Ist das noch unsicher?
- So wie es aussieht, können wir das Geschäftsjahr 2009/10 wieder mit schwarzen Zahlen abschliessen.
Sehen Sie für die BZM Potenzial im Druckbereich?
- Wir haben in diesem Bereich sehr gute, langjährige Kundenbeziehungen und ich hoffe, dass wir sie festigen und ausbauen können. Aber ich bin in diesem Bereich kein Spezialist, ich muss zuerst mit meinen Fachleuten sprechen. Klar ist: Es gibt ein gewisses Uberangebot und ein Preisdruck. Und sicherlich gibt es auch hier Optimierungspotenzial.
Wenn ich Ihnen zuhöre, scheint mir, dass Ihr Entscheid, bei der BZM einzusteigen, auf erstaunlich wenig Substanz basiert. Sie haben doch sicher eine konkretere Strategie?
- Was heisst konkret? Sie wollen mir eine Strategie entlocken, die es nicht gibt. Unsere einzige Strategie ist es, die Basler Zeitung für Basel zu erhalten. Dies ist möglich, weil der Restrukturierungsprozess bereits stattgefunden hat. Ich muss nun nicht sofort alles verändern, sondern ich kann darauf aufbauen. Das ist doch sehr konkret. Wir lassen das Unternehmen bestehen, wie es ist, führen es in die Zukunft und schauen, was sich optimieren lässt.

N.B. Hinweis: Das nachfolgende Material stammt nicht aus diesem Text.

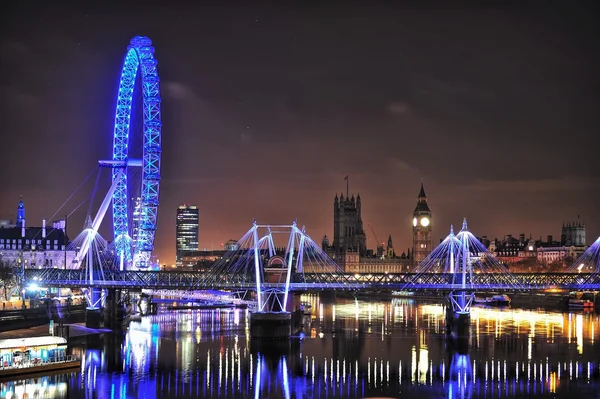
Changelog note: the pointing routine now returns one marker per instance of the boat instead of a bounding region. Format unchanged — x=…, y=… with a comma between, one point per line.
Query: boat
x=34, y=355
x=306, y=308
x=492, y=300
x=580, y=303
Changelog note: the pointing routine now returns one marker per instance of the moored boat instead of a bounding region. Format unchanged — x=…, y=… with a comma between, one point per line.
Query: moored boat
x=580, y=303
x=492, y=299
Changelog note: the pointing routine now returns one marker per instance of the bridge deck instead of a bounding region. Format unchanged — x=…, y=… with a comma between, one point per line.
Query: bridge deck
x=190, y=280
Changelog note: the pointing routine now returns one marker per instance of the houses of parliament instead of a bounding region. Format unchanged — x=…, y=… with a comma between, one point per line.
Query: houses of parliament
x=349, y=246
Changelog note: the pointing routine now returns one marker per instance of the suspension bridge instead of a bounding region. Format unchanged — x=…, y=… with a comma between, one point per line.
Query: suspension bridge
x=460, y=265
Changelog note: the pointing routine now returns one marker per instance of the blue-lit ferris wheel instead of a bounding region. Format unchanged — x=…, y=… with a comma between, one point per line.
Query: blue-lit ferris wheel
x=136, y=248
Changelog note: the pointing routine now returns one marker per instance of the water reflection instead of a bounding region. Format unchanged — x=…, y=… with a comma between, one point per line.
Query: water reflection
x=349, y=349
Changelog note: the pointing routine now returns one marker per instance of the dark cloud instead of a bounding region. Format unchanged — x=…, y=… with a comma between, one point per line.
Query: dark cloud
x=266, y=109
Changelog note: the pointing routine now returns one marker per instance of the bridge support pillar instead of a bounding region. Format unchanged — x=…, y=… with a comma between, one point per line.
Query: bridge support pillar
x=458, y=324
x=93, y=318
x=93, y=313
x=113, y=310
x=271, y=325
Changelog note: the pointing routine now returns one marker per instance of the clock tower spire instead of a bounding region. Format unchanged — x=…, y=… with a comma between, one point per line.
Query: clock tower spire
x=421, y=228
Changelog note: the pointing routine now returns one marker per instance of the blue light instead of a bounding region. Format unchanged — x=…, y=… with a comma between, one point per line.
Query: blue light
x=140, y=55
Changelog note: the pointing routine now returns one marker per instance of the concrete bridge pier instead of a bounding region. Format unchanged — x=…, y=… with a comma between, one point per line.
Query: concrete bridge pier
x=458, y=314
x=270, y=325
x=113, y=310
x=458, y=324
x=93, y=313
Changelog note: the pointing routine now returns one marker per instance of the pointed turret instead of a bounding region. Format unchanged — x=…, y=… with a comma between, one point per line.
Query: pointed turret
x=422, y=201
x=20, y=212
x=422, y=192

Nach der Vertragsunterzeichnung am Freitag kann ich doch nicht schon heute sagen, was anders gemacht werden soll, schon gar nicht, ohne zuvor mit den Mitarbeitern zu reden. Das wäre unfair.
Sie sind aber schon jahrelang bei der BZM und kennen das Unternehmen bestens. Ich gehe deshalb davon aus, dass Sie einiges Potenzial sehen, welches bisher mangels Geld nicht ausgeschöpft werden konnte.
- - Wenn man von Potenzial redet, muss man auch an die Menschen glauben in einem solchen Unternehmen. Ich sage Ihnen hier aber nochmals deutlich: Der ganze Verkaufsprozess und die Gerüchte haben das Unternehmen gelähmt. Nun werden endlich wieder Kräfte frei.
Die Medien, bei denen Sie bisher eingestiegen sind – Jean Frey AG, Radio Basilisk – haben Sie nach drei bis fünf Jahren wieder abgestossen. Wie lange wollen Sie bei der BZM bleiben?
- Das Engagement ist auf lange Sicht angelegt, sonst wäre es nicht glaubwürdig. Meine bisherigen Medien-Engagements hatten ja nie diese publizistische Dimension. Bei der BZM hingegen geht es um die Tageszeitung der Wirtschaftsregion Basel. Entsprechend gross ist das Medieninteresse, alles schaut nach Basel - ein willkommener Marketingeffekt für diese Zeitung. Diesen müssen wir nun nützen.